抿着殷红的小嘴,吸了吸红红的鼻头,哭得可怜兮兮的。
白斯年认真看了她几眼,然后转过头去看周身她画的作品,从整个画风和环境上来看,所有的主题不出意外就是主打校园的,可是这画风……按照他的理解,并没有哪个地方值得让人哭的地方。
这画得又不阴暗,就眼前这一张画作来说,大片面积都被青葱翠绿的植物覆盖,整一副画看起来生机勃勃的,白斯年是真猜不透她会哭的具体原因。
难不成还能因为自己创作达到了巅峰,被感动的?
……白斯年蓦然又转过脑袋,认真凝视着眼前这张小花脸。
不是。
白斯年否决了。
从她眼睛里他看到的是真正的悲伤,不像是自我陶醉自我感动型。
虽然找不到真正的原因,不过白斯年倒是换了另外一边位置,然后小心翼翼地不去挡住她画画的视线,温柔地替她擦去脸上的颜料。
直到她画完面前这一副,看她把画好的放在一边,回到原位更换新的画板时,白斯年才重新开口说话。
“你现在还想继续画校园吗?这次想画什么,教室还是操场?”可能是心里知道再怎么催她睡觉都不一定有用的白斯年,选择跟其走交心路线。
果然,换一种角度问话,是有回报的。
“校园?”她似乎很疑惑,扭过脑袋用那哭红的眼睛看他。
白斯年见此,目光在搁在窗边等自然干透的画作绕了一圈,接着视线重新回到了白姝妤的身上,看着她那张疑惑的小哭脸,他眉头微动,“难道不是?”
白姝妤转过身,盯着那画好的六幅画作看了好久,接着不知想什么,安静了坐回了原位。
看了全程的白斯年,跟着安静了些许,之后没再抓着之前的问题不放,反而又开口问她:“妤妤,还要画几张?”
“九十四张。
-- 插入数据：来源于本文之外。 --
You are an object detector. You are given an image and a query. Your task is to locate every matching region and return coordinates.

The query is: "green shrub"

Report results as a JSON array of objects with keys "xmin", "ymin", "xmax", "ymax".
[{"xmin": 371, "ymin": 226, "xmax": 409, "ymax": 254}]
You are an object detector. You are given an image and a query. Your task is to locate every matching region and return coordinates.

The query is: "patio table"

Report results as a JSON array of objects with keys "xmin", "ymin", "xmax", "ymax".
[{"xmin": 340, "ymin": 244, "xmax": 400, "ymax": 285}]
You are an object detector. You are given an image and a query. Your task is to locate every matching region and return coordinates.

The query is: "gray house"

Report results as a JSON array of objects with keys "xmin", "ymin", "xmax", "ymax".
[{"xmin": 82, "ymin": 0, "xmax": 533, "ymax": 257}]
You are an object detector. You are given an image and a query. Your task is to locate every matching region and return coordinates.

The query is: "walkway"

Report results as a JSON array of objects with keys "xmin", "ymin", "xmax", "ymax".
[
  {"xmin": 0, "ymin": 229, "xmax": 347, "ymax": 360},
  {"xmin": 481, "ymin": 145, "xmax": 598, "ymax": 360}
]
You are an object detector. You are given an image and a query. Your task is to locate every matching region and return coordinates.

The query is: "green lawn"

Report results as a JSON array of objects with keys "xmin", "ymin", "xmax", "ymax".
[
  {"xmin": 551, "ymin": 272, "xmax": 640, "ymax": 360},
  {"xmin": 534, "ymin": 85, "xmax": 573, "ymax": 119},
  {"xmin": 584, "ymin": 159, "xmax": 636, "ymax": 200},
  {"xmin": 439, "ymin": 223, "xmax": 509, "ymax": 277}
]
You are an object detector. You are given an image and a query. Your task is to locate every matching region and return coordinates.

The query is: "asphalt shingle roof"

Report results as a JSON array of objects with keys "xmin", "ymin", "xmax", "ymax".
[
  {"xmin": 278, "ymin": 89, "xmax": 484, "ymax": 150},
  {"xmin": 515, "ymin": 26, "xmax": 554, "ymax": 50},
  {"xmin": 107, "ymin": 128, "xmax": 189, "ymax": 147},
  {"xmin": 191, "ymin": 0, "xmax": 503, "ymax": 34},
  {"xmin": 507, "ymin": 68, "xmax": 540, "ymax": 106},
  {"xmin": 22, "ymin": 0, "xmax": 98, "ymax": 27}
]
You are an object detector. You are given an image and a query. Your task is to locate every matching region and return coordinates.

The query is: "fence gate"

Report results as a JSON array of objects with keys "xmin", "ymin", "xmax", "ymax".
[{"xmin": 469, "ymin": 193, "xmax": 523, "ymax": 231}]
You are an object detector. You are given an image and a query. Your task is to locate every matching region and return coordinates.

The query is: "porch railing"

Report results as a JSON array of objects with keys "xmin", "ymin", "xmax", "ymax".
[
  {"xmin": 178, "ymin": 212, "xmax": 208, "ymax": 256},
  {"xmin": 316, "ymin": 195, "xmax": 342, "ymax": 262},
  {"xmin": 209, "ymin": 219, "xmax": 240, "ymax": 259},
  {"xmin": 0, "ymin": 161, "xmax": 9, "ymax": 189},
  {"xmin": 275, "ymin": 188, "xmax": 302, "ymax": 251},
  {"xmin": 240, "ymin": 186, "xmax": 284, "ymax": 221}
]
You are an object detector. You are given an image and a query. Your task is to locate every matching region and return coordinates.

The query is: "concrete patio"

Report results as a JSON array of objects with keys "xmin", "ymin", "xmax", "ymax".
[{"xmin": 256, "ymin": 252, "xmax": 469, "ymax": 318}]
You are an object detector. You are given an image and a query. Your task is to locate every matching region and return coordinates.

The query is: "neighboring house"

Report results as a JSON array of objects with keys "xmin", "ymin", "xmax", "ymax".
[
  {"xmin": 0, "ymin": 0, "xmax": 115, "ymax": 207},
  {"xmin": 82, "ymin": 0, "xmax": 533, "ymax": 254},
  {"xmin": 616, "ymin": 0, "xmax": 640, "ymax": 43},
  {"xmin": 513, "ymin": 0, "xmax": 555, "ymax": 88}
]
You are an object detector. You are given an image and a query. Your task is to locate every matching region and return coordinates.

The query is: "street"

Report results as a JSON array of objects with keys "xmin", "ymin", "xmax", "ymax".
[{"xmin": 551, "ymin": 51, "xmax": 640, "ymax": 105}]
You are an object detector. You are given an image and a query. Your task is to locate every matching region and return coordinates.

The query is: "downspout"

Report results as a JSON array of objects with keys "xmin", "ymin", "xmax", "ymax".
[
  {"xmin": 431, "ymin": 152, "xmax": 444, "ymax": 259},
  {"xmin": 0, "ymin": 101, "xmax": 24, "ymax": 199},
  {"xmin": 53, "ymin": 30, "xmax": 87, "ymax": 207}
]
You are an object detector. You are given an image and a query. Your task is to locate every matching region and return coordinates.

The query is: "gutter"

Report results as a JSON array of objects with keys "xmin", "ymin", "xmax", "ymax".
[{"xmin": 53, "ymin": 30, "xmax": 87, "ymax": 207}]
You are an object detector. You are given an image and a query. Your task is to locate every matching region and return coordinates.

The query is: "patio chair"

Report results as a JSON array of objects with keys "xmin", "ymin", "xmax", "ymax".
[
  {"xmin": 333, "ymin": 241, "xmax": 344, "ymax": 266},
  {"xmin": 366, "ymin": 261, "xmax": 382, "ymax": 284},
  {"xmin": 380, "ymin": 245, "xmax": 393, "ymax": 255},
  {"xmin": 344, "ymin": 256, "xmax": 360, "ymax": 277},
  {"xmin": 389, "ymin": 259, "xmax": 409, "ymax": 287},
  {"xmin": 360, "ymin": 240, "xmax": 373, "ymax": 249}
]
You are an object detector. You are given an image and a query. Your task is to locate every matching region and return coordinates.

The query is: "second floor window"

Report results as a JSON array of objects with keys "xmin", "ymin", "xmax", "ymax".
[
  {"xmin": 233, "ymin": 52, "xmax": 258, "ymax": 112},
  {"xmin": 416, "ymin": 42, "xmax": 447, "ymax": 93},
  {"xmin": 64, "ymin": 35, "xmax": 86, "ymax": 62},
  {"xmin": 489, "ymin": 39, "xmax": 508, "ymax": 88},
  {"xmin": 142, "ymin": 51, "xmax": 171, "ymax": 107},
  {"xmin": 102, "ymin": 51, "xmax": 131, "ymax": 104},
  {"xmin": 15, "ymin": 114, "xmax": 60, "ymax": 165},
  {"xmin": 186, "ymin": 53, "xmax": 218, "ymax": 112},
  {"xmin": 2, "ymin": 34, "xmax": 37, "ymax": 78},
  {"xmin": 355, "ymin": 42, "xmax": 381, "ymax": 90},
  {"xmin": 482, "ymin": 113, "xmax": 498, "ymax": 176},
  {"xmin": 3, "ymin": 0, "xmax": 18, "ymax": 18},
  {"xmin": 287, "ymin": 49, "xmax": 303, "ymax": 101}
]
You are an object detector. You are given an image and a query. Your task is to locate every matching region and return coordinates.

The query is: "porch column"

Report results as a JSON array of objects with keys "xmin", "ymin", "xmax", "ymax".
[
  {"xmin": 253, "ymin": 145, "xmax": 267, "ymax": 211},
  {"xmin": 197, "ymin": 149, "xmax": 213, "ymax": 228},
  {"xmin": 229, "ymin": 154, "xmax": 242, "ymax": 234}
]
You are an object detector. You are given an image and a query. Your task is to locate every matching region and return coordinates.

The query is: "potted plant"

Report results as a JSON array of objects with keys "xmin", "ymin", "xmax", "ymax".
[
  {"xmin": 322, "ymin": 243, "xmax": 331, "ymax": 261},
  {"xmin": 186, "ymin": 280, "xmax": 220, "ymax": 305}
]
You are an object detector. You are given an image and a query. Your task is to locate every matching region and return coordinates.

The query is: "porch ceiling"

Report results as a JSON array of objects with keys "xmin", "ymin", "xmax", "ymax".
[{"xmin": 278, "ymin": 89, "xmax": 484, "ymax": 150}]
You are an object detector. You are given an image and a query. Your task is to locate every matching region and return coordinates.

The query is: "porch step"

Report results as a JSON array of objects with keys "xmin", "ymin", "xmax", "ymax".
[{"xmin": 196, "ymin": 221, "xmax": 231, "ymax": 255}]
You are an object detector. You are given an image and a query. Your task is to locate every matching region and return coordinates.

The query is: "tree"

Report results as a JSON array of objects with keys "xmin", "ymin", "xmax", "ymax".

”白姝妤脱口而出。
白斯年讶然,他问:“为什么?”
为什么总共要画一百张?画的题材还是校园这个吗?白斯年心中充满疑惑。
而被他关注的白姝妤动作一顿,她眼睛一眨不眨,没过一会便同样疑惑地偏过头看向白斯年:“不知道。”
“不知道?”白斯年眉头微扬。
“我好像欠了别人一百张画没还……”白姝妤皱了皱眉头。
看她这副模样,白斯年心中只有这个答案:“你是不是做梦了?”不然怎么会在大半夜起来,哭着作画。
白姝妤想了一下,重重地点了点头。
“就是梦到别人找你画一百张画,所以你就起来画了?”
“嗯,我还收了定金……”
谈论到这个,她的状态看起来又好了很多。
白斯年见此,心情也不自觉放松了许多。
只是想到眼前这人儿就因为一个梦,就巴拉巴拉起来画画,他心里不可避免会感觉到酸。
他身为她兄长,可没见过她什么时候那么积极地为他做什么事。
她梦里要她作画的人到底是谁?白斯年非常想知道。
只不过问是问了,语气难免会带了些酸味:“你梦里的人长什么样?男的女的?怎么别人一叫你画,你就立刻起来画?”
白姝妤完全没有感觉到他语气里的酸,而是紧紧闭了闭眼,似是在回忆梦境。
闭了好几次,最后复而睁开眼看向白斯年:“我不记得了。”
不过对于他的最后一个问题,她倒是有话要讲,“他给了定金。”
语气笃定,听起来十分正气。
她收了定金,所以她很有职业道德,就立刻起来画了。
“……”白斯年被她气笑了。
既然她那么认真,那她干嘛不在梦里给人家画,非得现实里跑到画室画画,而且还是在大半夜。